# Lack of Transparency - Insured or Uninsured ?



## Abraxas79 (Feb 7, 2016)

A little background information. Starting driving for UBER part-time on weekends in Toronto, Ontario, Canada beginning in December 2015. Immediately though, I was concerned about the Insurance issue, as there were a number of well publicized cases of UBER drivers being involved in accidents where they later found out that they were uninsured. Generally what would follow is their personal insurance company would immediately void their policy for non-disclosure/material misrepresentation, making it very difficult to obtain insurance in the future. In one case, a driver is paying the monthly finance charges on a vehicle he no longer owns (Total Loss) in addition to facing personal liability in a loss where he was at fault.

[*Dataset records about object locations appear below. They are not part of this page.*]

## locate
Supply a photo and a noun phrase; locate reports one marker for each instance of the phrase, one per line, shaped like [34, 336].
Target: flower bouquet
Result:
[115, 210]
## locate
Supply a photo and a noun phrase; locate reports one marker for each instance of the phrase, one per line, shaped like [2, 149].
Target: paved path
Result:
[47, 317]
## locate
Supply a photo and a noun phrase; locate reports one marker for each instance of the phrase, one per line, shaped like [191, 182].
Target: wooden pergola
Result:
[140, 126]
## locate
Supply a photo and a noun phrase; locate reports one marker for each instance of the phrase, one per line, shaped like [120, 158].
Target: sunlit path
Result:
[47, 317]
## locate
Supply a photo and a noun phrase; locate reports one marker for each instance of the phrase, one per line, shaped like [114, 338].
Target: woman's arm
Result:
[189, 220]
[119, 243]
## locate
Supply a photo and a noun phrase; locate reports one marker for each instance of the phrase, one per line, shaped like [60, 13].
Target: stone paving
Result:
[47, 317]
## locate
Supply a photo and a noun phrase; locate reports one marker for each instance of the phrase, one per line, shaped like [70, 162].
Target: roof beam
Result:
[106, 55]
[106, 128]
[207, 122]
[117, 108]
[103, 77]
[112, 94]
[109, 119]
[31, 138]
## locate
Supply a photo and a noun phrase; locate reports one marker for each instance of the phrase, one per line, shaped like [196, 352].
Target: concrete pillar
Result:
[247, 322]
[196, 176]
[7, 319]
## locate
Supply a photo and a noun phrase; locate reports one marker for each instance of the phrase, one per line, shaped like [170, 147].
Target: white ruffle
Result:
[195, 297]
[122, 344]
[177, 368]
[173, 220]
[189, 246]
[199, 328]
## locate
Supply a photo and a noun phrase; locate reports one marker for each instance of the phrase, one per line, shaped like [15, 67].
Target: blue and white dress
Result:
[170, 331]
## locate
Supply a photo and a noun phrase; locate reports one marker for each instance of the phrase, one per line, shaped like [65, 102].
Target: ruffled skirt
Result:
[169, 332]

UBER did not respond in these cases. 

So having contacted UBER regarding the Insurance issue, I received the same canned response everyone gets; We have a fleet policy providing $5,000,000.00 general liability, Accident benefits etc. in the event you have a claim where you are carrying a passenger for hire. Being uncomfortable knowing that my personal insurance will not respond to these claims, I searched the market place and finally found an Insurer willing to provide the right type of commercial insurance for this risk at a reasonable premium.

Here is where it gets interesting. The Insurer (Kingsway General Insurance) wanted to see evidence of UBER's Insurance coverage before issuing the policy, so I asked our local "Partners" for a certificate of insurance as proof of coverage. This is a very common practice in the industry. I received no response. A couple of weeks went by, I followed up with my request, still no answer. Now, I have to ask anyone reading this a simple question. Would you go to work for a company driving your own car or company car or any vehicle being told that you are insured, but receiving no evidence of it ? Trust us you are insured, and then you find out after having a claim that you are not ? 

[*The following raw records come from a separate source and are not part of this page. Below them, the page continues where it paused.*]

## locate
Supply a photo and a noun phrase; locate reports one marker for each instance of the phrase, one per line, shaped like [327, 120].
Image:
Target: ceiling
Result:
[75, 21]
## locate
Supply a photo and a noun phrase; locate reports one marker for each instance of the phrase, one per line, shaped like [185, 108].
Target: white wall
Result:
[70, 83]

Finally, I did get what was required, but only have my insurer contacted the broker (James River) directly. It seems to me that at least in Canada, UBER is deliberately trying to obfuscate what coverage they are providing. In every case that I have researched UBER's immediate reaction seems to be to deny any liability whatsoever. They are only every made to pay kicking and screaming after protracted costly legal actions. 

This should make anyone driving for UBER in Canada without the proper type of insurance pause for thought.


----------